From https://github.com/Azure/azure-sdk-for-cpp/commit/f1773636c29c1acbd2464c2bd50ca7c35c84bf3a image

https://dev.azure.com/azure-sdk/public/_build/results?buildId=777495&view=logs&j=fda9a6e2-14f0-5864-d894-5f56622f20fa&t=4d31d3ea-4e03-5255-0249-577ed0f8d090&l=2936

Does the connection pool test failing break the connection pool in some way, resulting in these seg faults for other tests? Can we harden this?

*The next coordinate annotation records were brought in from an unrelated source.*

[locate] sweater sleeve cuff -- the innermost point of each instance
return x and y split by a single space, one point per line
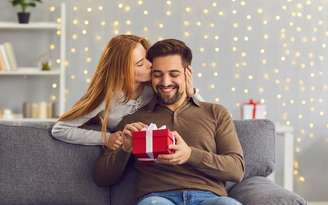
196 156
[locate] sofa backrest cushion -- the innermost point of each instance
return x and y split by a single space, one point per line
37 169
257 137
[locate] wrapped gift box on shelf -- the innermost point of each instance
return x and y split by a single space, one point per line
253 110
148 144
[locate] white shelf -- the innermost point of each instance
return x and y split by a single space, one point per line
30 120
52 26
29 71
31 25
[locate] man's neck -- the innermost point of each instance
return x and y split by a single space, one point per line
178 104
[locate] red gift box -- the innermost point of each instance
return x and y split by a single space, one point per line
147 145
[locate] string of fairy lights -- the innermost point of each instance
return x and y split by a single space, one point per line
277 56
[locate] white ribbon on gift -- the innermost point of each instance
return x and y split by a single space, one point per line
149 141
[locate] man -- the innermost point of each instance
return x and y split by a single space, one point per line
207 150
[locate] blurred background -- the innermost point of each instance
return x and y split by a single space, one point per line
274 52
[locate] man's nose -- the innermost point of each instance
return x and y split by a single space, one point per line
149 64
166 80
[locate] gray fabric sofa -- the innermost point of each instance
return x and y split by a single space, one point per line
37 169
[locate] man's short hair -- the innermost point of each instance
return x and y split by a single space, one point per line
170 47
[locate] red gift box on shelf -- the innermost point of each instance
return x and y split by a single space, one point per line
148 144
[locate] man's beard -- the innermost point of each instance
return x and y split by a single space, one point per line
169 100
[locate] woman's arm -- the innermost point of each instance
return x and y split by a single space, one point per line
69 131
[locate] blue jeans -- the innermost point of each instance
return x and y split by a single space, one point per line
186 198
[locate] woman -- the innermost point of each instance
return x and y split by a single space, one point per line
118 88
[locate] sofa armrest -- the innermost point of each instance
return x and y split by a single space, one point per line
262 191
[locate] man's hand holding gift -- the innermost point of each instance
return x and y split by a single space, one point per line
181 153
127 134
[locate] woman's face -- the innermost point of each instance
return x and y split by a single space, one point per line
141 66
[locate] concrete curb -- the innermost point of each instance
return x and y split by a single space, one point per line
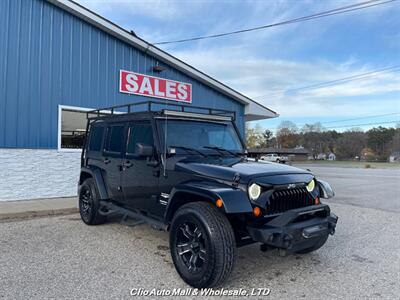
10 210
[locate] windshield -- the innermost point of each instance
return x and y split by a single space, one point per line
200 135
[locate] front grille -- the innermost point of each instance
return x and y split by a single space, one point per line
283 200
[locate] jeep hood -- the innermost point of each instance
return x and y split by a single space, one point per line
247 170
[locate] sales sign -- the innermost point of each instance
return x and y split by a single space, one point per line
150 86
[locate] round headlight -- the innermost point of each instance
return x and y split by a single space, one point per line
310 186
254 191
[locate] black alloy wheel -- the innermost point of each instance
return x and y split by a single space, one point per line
191 247
202 244
89 203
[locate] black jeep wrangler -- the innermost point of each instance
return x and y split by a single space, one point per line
184 169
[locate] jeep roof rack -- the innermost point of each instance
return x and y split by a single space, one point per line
164 108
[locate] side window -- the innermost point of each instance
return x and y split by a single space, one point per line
96 137
115 139
139 133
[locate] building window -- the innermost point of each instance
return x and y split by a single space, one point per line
73 127
96 138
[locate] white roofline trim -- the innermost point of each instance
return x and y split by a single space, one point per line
253 109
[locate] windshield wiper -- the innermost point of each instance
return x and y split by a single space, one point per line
189 149
220 150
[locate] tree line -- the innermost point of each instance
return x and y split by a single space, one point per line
375 144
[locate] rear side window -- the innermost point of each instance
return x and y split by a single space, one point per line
140 133
115 139
96 137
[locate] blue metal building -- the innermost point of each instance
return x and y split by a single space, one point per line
56 54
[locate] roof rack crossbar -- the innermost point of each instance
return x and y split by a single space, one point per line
150 107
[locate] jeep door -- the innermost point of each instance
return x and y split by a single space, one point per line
139 179
114 147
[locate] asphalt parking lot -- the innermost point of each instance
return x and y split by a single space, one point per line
60 257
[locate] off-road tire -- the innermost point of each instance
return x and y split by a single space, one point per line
92 215
219 240
319 243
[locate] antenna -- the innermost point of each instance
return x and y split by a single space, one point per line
165 141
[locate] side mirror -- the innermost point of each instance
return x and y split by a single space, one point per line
143 150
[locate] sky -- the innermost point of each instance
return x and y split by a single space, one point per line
270 64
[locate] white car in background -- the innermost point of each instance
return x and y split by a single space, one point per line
274 158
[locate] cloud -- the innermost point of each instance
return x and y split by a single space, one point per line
266 80
269 62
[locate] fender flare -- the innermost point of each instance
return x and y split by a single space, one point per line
234 199
97 176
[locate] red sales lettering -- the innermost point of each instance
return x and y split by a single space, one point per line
139 84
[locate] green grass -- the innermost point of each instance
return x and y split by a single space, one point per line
352 164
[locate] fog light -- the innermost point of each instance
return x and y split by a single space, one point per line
256 211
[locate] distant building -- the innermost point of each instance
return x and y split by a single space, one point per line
296 154
331 156
394 157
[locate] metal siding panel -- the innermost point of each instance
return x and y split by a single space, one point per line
63 60
4 24
23 98
12 75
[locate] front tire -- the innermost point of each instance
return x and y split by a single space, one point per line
202 244
89 203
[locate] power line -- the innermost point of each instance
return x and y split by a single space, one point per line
361 76
365 124
346 120
355 125
340 10
360 118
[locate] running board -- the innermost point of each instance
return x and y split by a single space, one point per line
113 208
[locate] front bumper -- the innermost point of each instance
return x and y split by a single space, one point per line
289 231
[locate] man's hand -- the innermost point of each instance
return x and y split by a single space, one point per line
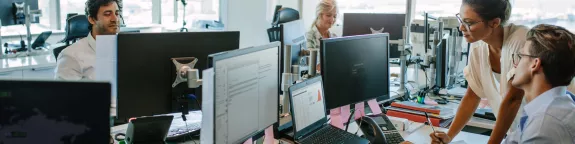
439 137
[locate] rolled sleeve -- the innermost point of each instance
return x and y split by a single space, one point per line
68 67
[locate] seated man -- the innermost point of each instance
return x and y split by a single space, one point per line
76 62
544 69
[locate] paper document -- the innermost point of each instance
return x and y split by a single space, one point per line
359 110
106 62
207 131
459 142
345 112
335 115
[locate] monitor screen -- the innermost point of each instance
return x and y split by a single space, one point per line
308 105
246 98
355 69
54 112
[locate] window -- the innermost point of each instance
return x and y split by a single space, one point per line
71 6
198 13
137 12
555 12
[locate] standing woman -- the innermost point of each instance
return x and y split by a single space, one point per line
326 14
490 69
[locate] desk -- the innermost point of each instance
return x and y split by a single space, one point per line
421 136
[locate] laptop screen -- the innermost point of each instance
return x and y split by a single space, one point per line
308 104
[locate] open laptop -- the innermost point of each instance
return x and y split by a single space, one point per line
54 112
309 116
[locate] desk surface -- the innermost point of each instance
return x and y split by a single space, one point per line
421 136
27 62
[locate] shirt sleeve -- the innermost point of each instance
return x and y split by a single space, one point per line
472 71
68 67
545 129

2021-03-11T01:17:15.3430038Z 23: [----------] 1 test from CurlConnectionPool
2021-03-11T01:17:15.3430561Z 23: [ RUN      ] CurlConnectionPool.connectionPoolTest
2021-03-11T01:17:15.3431031Z 23: unknown file: Failure
2021-03-11T01:17:15.3431865Z 23: C++ exception with description "Fail to get a new connection for: httpbin.org. Couldn't resolve host name" thrown in the test body.
2021-03-11T01:17:15.3432583Z 23: [  FAILED  ] CurlConnectionPool.connectionPoolTest (1 ms)
2021-03-11T01:17:15.3433265Z 23: [----------] 1 test from CurlConnectionPool (1 ms total)
2021-03-11T01:17:15.3433738Z 23: 
2021-03-11T01:17:15.3434306Z 23: [----------] Global test environment tear-down
2021-03-11T01:17:15.3434840Z 23: [==========] 1 test from 1 test suite ran. (1 ms total)
2021-03-11T01:17:15.3435303Z 23: [  PASSED  ] 0 tests.
2021-03-11T01:17:15.3435830Z 23: [  FAILED  ] 1 test, listed below:
2021-03-11T01:17:15.3436327Z 23: [  FAILED  ] CurlConnectionPool.connectionPoolTest
2021-03-11T01:17:15.3446169Z 25: [ RUN      ] CurlTransportOptions.noRevoke
2021-03-11T01:17:15.3446889Z 25: /mnt/vss/_work/1/s/sdk/core/azure-core/test/ut/curl_options.cpp:78: Failure
2021-03-11T01:17:15.3448000Z 25: Expected: response = pipeline.Send(request, Azure::Core::Context::GetApplicationContext()) doesn't throw an exception.
2021-03-11T01:17:15.3448634Z 25:   Actual: it throws.
2021-03-11T01:17:15.5775241Z  25/162 Test  #25: azure-core.CurlTransportOptions.noRevoke .................................***Exception: SegFault  0.32 sec
The following tests FAILED:
     23 - azure-core.CurlConnectionPool.connectionPoolTest (Failed)
     25 - azure-core.CurlTransportOptions.noRevoke (SEGFAULT)
     26 - azure-core.CurlTransportOptions.sslVerifyOff (SEGFAULT)
     27 - azure-core.CurlTransportOptions.httpsDefault (SEGFAULT)
     28 - azure-core.CurlTransportOptions.disableKeepAlive (SEGFAULT)

cc @vhvb1989

vhvb1989 commented 3 years ago

Haven't seen it happen again. Please re-open if you see it again

ahsonkhan commented 3 years ago

Can you try re-running that pipeline a few times (maybe 10) and see how often it fails? The intermittent resolve host name failure is expected and can be addressed separately, but the segfault when such a failure does occur could be problematic and might benefit from a closer look.